Many Asian American activists and community members in Siskiyou County, California, are celebrating a win in their fight against local water regulations that they say have led to discrimination and restrictions on human rights.
The Siskiyou County Board of Supervisors repealed a pair of water ordinances last week that barred water trucks — defined as vehicles that can carry about 100 gallons of water — from transporting water without permits as part of a settlement of a 2021 case that accused the county of having cut off the Asian American community members’ access to water. Many Hmong and other Asian Americans, who previously argued that the policies were disproportionately enforced in their communities and led to racial profiling by local authorities, spoke out in support of reversing the ordinances.
“My neighbors and I have been forced to make impossible choices between bathing every week and providing water to our pets, livestock, and gardens,” Siskiyou County resident Russell Mathis said in a news release about the repeal. “Today, we celebrate an important victory affirming our human right to water and our rights to live without oppressive fear and trauma, simply because of where we were born or what we look like.”
County Board of Supervisors member Nancy Ogren declined to comment, and the four other members of the board did not respond to requests for comment.
The Board of Supervisors also revised a third ordinance, establishing due process and a $2,500 limit on fines. The ordinances were repealed after years of clashes between the Asian American community and local authorities.

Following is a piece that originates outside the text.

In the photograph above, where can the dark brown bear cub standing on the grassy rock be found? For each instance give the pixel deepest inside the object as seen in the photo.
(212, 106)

The ordinances, first passed as an emergency measure in May 2021, were in part an effort to curb illegal cannabis farming. While growing cannabis is legal in the state, the county heavily limits the number of plants permitted on a property and forbids outdoor growing altogether. However, many Hmong and Chinese community members, who are part of the county’s farming population, said the measures were largely enforced in Asian American areas, lawsuits allege.
Kao Ye Thao, the director of policy and partnerships at Hmong Innovating Politics, a grassroots civic engagement organization based in California, said in 2021 that multiple Asian community members reported having been harassed or stopped by law enforcement while they were driving.
“The ordinance itself was an emergency ordinance passed without really consulting with the community that it was actually going to be targeting. ... Now they’re associating being Asian with being an illegal cannabis grower,” Thao said.
In June 2021, tensions rose between the Asian American community and local authorities when four officers from different agencies, including the sheriff’s department, shot and killed Soobleej Kaub Hawj, a local farmer, during a fire evacuation. The sheriff’s department said Hawj pointed a semi-automatic handgun as the officers entered an evacuation zone after he “ignored numerous directions by officers and attempted to drive around the roadblock,” but activists and community members have questioned the sheriff’s account, particularly after a witness said more than 60 shots were fired at Hawj. The district attorney announced last year that the officers will not face charges, writing in a letter to law enforcement agencies explaining his decision that Hawj pulled a handgun and pointed it at a law enforcement officer, prompting other officers to open fire.
In addition to acting in the 2021 case, Asian American residents filed a class-action lawsuit in August 2022 accusing the county of large-scale harassment of Hmong residents. They accused county officials, in part, of restricting their right to water, executing unlawful traffic stops and engaging in unlawful search and seizure practices to drive people of Asian descent from the area.
According to the class-action suit, while Asians are only 2.4% of the county’s adult population, they accounted for over 28% of sheriff’s department traffic stops in 2021.
“This targeting is designed to drive a disfavored racial minority from the County and has its roots in anti-Asian racism in Siskiyou dating back to the 1800s,” said the lawsuit, filed by the ACLU Foundation of Northern California and the activist group Advancing Justice-Asian Law Caucus.
Sheriff Jeremiah LaRue did not respond to a request for comment. He told The Guardian last year that “we don’t target any people. We target crime. It’s unfortunate that is sort of the card that’s being played.”
The lawsuit also described everyday discriminatory behavior toward the Hmong population.
“In one striking example, the Board singled out Hmong attendees at a 2015 public meeting, calling first for a show of hands from ‘the Hmong residents’ on the issues presented, and then calling for a vote of ‘those County residents present,’ as if the Hmong people were outsiders,” it said.
Those pursuing the class-action lawsuit are in settlement negotiations, according to the Advancing Justice-Asian Law Caucus.
For now, the repeals represent a victory for the Asian American residents in the community, advocates say.
“As the Asian American community in Siskiyou has grown, including more parents enrolling their kids in school, grandparents retiring to more rural areas that remind them of Laos, and families trying to be closer together, Siskiyou County and the Sheriff’s Department have gone to troubling lengths to push out the Asian American community,” said John Do, a senior staff attorney for the Racial & Economic Justice Program at the American Civil Liberties Union of Northern California, in a press release. “And community members are taking action to create a safe, inclusive place to live.”